The WSJ reported early this week that Saks was “in discussions to open Barneys departments within some of its stores and take over Barneys’ website,” which Reuters confirmed would follow from the licensing deal.
Technically speaking, such an agreement, if it comes to be, would see Authentic Brands/B. Riley Financial – the potential future owners of all Barneys’ assets, including its various trademarks (from those for its name to variations, such as Barneys New York Influencer, Made to Measure Barneys New York, and Freds at Barneys, among many others) – trade off the right to use the Barneys trademarks in certain categories of goods and services for a set period of time to another company (here that would be Saks via Hudson’s Bay Co.), generally in exchange for a hefty fee and then recurring royalties based on sales.
In furtherance of such a deal, the licensor – Authentic Brands/B. Riley Financial in this case – will generally bring in revenue from is grant of rights to use various intellectual property and from royalties, as well, while the majority of money earned from sales of the products manufactured, marketed and sold in connection with the deal will be assigned to the balance sheet of the licensee, Saks/Hudson’s Bay Co.

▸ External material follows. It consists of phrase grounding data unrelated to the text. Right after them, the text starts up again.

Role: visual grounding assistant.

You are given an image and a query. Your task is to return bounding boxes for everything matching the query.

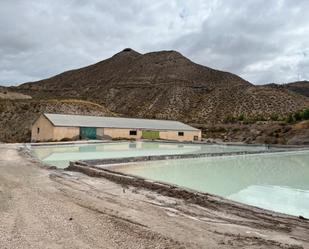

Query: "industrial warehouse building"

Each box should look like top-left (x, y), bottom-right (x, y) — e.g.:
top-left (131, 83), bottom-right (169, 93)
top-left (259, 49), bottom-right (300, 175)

top-left (31, 113), bottom-right (201, 142)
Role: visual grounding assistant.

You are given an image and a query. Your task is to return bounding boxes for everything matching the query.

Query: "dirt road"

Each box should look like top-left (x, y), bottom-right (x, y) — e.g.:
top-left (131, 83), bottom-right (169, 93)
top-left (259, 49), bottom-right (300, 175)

top-left (0, 144), bottom-right (309, 249)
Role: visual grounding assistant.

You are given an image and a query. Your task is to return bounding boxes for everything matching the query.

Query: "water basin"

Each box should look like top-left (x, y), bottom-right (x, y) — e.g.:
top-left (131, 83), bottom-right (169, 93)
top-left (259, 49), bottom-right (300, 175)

top-left (31, 141), bottom-right (271, 168)
top-left (115, 150), bottom-right (309, 217)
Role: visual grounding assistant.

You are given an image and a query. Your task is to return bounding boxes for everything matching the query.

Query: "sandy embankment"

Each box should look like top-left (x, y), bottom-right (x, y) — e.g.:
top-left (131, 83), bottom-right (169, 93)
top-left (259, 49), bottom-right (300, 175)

top-left (0, 144), bottom-right (309, 249)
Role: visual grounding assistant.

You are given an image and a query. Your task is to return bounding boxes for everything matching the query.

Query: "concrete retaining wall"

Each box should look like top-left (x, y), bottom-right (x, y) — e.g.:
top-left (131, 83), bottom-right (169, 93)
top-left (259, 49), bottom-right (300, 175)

top-left (77, 149), bottom-right (288, 166)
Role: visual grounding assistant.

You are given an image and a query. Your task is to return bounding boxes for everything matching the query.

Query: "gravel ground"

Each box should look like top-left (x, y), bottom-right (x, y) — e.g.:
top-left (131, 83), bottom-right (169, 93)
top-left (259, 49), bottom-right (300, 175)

top-left (0, 144), bottom-right (309, 249)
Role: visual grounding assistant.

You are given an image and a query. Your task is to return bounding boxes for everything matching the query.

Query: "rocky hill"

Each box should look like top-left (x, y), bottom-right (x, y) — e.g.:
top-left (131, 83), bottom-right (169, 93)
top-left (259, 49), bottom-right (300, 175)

top-left (14, 48), bottom-right (309, 125)
top-left (0, 99), bottom-right (113, 142)
top-left (284, 81), bottom-right (309, 98)
top-left (0, 86), bottom-right (31, 100)
top-left (2, 48), bottom-right (309, 144)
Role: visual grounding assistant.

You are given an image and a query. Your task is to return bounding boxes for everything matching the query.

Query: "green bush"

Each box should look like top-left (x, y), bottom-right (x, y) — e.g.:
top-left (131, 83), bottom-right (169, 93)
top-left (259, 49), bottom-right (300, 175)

top-left (224, 115), bottom-right (236, 123)
top-left (270, 114), bottom-right (279, 121)
top-left (293, 112), bottom-right (302, 121)
top-left (286, 108), bottom-right (309, 123)
top-left (255, 115), bottom-right (267, 121)
top-left (301, 109), bottom-right (309, 120)
top-left (238, 113), bottom-right (245, 121)
top-left (286, 114), bottom-right (294, 123)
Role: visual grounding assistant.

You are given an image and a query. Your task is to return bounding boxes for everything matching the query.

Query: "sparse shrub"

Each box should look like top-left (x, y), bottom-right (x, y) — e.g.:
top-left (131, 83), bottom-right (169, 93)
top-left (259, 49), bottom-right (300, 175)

top-left (300, 109), bottom-right (309, 120)
top-left (21, 104), bottom-right (30, 110)
top-left (243, 118), bottom-right (255, 124)
top-left (207, 127), bottom-right (227, 133)
top-left (285, 108), bottom-right (309, 124)
top-left (224, 114), bottom-right (270, 124)
top-left (270, 114), bottom-right (279, 121)
top-left (286, 114), bottom-right (294, 123)
top-left (238, 113), bottom-right (245, 121)
top-left (255, 115), bottom-right (267, 122)
top-left (224, 115), bottom-right (236, 123)
top-left (293, 112), bottom-right (302, 121)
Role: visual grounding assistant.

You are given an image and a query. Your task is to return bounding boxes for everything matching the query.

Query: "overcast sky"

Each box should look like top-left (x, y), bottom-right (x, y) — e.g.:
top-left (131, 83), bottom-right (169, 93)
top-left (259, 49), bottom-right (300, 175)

top-left (1, 0), bottom-right (308, 86)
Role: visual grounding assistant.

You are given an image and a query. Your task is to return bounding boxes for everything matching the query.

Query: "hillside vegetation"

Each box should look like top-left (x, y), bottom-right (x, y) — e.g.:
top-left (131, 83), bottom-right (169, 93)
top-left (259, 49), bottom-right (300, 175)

top-left (0, 99), bottom-right (113, 142)
top-left (0, 86), bottom-right (31, 100)
top-left (1, 48), bottom-right (309, 144)
top-left (14, 49), bottom-right (309, 124)
top-left (285, 81), bottom-right (309, 98)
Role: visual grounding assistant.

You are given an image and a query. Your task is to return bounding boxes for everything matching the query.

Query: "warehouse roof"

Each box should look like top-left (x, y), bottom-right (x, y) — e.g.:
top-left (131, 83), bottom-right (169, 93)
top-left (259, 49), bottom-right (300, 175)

top-left (43, 113), bottom-right (199, 131)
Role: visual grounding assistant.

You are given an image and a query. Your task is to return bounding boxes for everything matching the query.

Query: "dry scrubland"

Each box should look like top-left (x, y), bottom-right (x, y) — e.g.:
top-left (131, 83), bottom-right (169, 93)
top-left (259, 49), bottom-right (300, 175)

top-left (0, 49), bottom-right (309, 144)
top-left (0, 99), bottom-right (113, 142)
top-left (200, 120), bottom-right (309, 145)
top-left (14, 50), bottom-right (309, 124)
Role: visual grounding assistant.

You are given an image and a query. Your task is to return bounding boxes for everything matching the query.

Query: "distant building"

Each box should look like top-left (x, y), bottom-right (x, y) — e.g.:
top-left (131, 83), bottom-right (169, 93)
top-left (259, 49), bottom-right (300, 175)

top-left (31, 113), bottom-right (201, 142)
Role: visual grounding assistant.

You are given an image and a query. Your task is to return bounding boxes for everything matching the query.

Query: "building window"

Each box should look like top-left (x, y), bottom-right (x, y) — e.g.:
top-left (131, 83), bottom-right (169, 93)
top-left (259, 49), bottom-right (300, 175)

top-left (194, 136), bottom-right (198, 141)
top-left (129, 130), bottom-right (137, 136)
top-left (178, 132), bottom-right (184, 136)
top-left (37, 127), bottom-right (40, 134)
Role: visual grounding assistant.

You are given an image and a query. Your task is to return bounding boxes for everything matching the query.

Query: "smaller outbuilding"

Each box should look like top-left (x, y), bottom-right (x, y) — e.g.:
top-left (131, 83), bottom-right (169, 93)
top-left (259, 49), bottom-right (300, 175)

top-left (31, 113), bottom-right (201, 142)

More than that, though, the deal would enable Authentic Brands/B. Riley Financial – which, by the sounds of things will run the remaining Barneys brick-and-mortar outposts (if there are any) – and Saks to coexist in the market. More specifically, it will enable Saks – which will use Barney’s branding within its own stores and on the Barneys e-commerce site – to make use of the trademark-protected Barneys name without running afoul of federal trademark law.
Barneys has been trying to avoid liquidation since its Chapter 11 filing in August, according to the WSJ, with its most recent plea to a New York bankruptcy court for an extended deadline in order to land a deal with a lead bidder.
“We are encouraged by the stalking horse bid by Authentic Brands Group/B. Riley Financial in partnership with Saks Fifth Avenue,” a Barneys spokeswoman said on Wednesday. However, the WSJ reports (and a rep for Barneys has confirmed) that the retailer is “actively pursuing” additional options, including from a group led by Sam Ben-Avraham, who have expressed their intent to submit bids during the coming auction process. Barney’s has until October 22 to strike a definitive deal or face liquidation.